Assessing which party is in such a position, Rubin continued, involves multiple “red flags” such as security protocols, prior breaches, disclosures, targeting and more. Even if neither party acted negligently, as Judge Dahlquist determined in this case, there can still be a legal ruling on which side was better positioned to prevent the fraud. The panel further determined Dahlquist’s ruling was substantially rooted in the available evidence.
Among the factors, Rubin noted, was that the initial spoofed email giving instructions for wiring the money conflicted with the terms of a written settlement agreement and release, including by omitting a reference to a client trust account and Thomas’ name. Further, attorneys for both sides had informally agreed the settlement payment would be in the form of a check. There also was the matter of the incorrect phone number for Chambers & Noronha on the spoofed email.
“Several of the courts that shifted the risk of loss to the payor did so because the payor failed to call the payee to confirm wire instructions unknowingly received from an imposter,” Rubin wrote. “Although defendants’ counsel took that preliminary step here, the fact the phone number was inoperable should have signaled counsel to exercise greater vigilance.”
The panel noted Tyson & Mendes could’ve compared the spoofed messages to known valid correspondence with Chambers & Noronha or checked an extrinsic source, such as the state bar website. Rubin also highlighted the fact a second spoofed email followed the first in a matter of minutes, “akin to typographical errors that courts have deemed significant in shifting the risk of loss.”
Like Judge Dahlquist, the panel rejected Corbyn’s arguments that Chambers & Noronha bore responsibility for allowing its email information to be spoofed. Rubin said evidence doesn’t support the assertion the scam — including knowledge of the settlement — was only possible because of a computer system breach. The panel also said evidence about information technology procedures at both law firms “is not as conclusive” as Corbyn asserted.

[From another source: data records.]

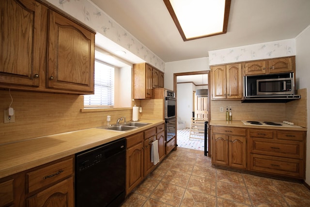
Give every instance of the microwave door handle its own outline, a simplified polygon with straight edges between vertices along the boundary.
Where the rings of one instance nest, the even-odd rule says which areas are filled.
[[[285,80],[283,81],[283,90],[286,91],[286,81]]]

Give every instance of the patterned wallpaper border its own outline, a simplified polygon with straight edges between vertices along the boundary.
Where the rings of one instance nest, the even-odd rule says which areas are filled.
[[[44,0],[88,25],[133,54],[164,71],[165,63],[89,0]]]
[[[296,55],[295,39],[209,51],[210,65]]]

Furthermore, even if the record gave more credence to Corbyn’s arguments, Rubin said, that wouldn’t have required Judge Dahlquist to apportion any of the financial loss to Thomas.
“The imposter first contacted (Thomas’) counsel only after (Corbyn’s) counsel wired $475,000 to the wrong bank account,” Rubin wrote. “Moreover, defendants presented no evidence to the trial court showing that plaintiff’s counsel’s conduct contributed to the fraud’s success.”
Finally, the panel noted Dahlquist’s ruling didn’t alter the original settlement. He didn’t award prejudgment interest and rejected the argument that the restaurant functionally had to pay $950,000 to resolve Thomas’ allegations.
“The antidote to these innovative fraudulent schemes may involve sophisticated encryption and digital safeguards (e.g., multifactor authentication), or it may sometimes be as old-fashioned and simple as picking up the phone and calling opposing counsel at a verified phone number, or meeting face-to-face to confirm the identity of one’s counterpart and the validity of the transaction details,” Rubin wrote. “Either way, this case demonstrates that parties to modern, high-tech financial transactions must remain vigilant in ensuring they are dealing with their authentic peer. Failing to do so may be at their own financial peril.”
Thomas was represented in the appeal by O’Hagan Meyer. The panel said he is entitled to recover the legal expense associated with participating in the appeal.